## Bar Charts and Diagram: Model Performance and Architecture
### Overview
The image presents four sub-figures (a, b, c, d) illustrating the performance and architecture of different models. Sub-figures (a) and (b) are bar charts showing "Brain Alignment" scores for various model architectures. Sub-figure (c) is a diagram depicting a model architecture. Sub-figure (d) is a bar chart comparing "Normalized Accuracy" for "Formal" and "Functional" categories.
### Components/Axes
#### Sub-figure (a): Vertical Bar Chart
* **Title:** (a)
* **X-axis:** Implicit categories represented by the bars, corresponding to the "Architecture" legend.
* **Y-axis:** "Brain Alignment", with a scale from 0.0 to 0.4.

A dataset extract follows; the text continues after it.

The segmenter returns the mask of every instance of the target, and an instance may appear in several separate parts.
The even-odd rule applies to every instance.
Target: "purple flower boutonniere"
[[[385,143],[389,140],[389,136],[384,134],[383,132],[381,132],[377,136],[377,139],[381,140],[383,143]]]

* Y-axis markers: 0.0, 0.1, 0.2, 0.3, 0.4
* **Legend (positioned to the right of the chart):** "Architecture"
* MLP (lightest green)
* GRU (mid-light green)
* LSTM (mid-green)
* MLP+Mean (mid-dark green)
* Transformer-v1 (dark green)
* Transformer-v2 (darkest green)
#### Sub-figure (b): Horizontal Bar Chart
* **Title:** (b)
* **X-axis:** "Brain Alignment", with a scale from 0.0 to 0.6.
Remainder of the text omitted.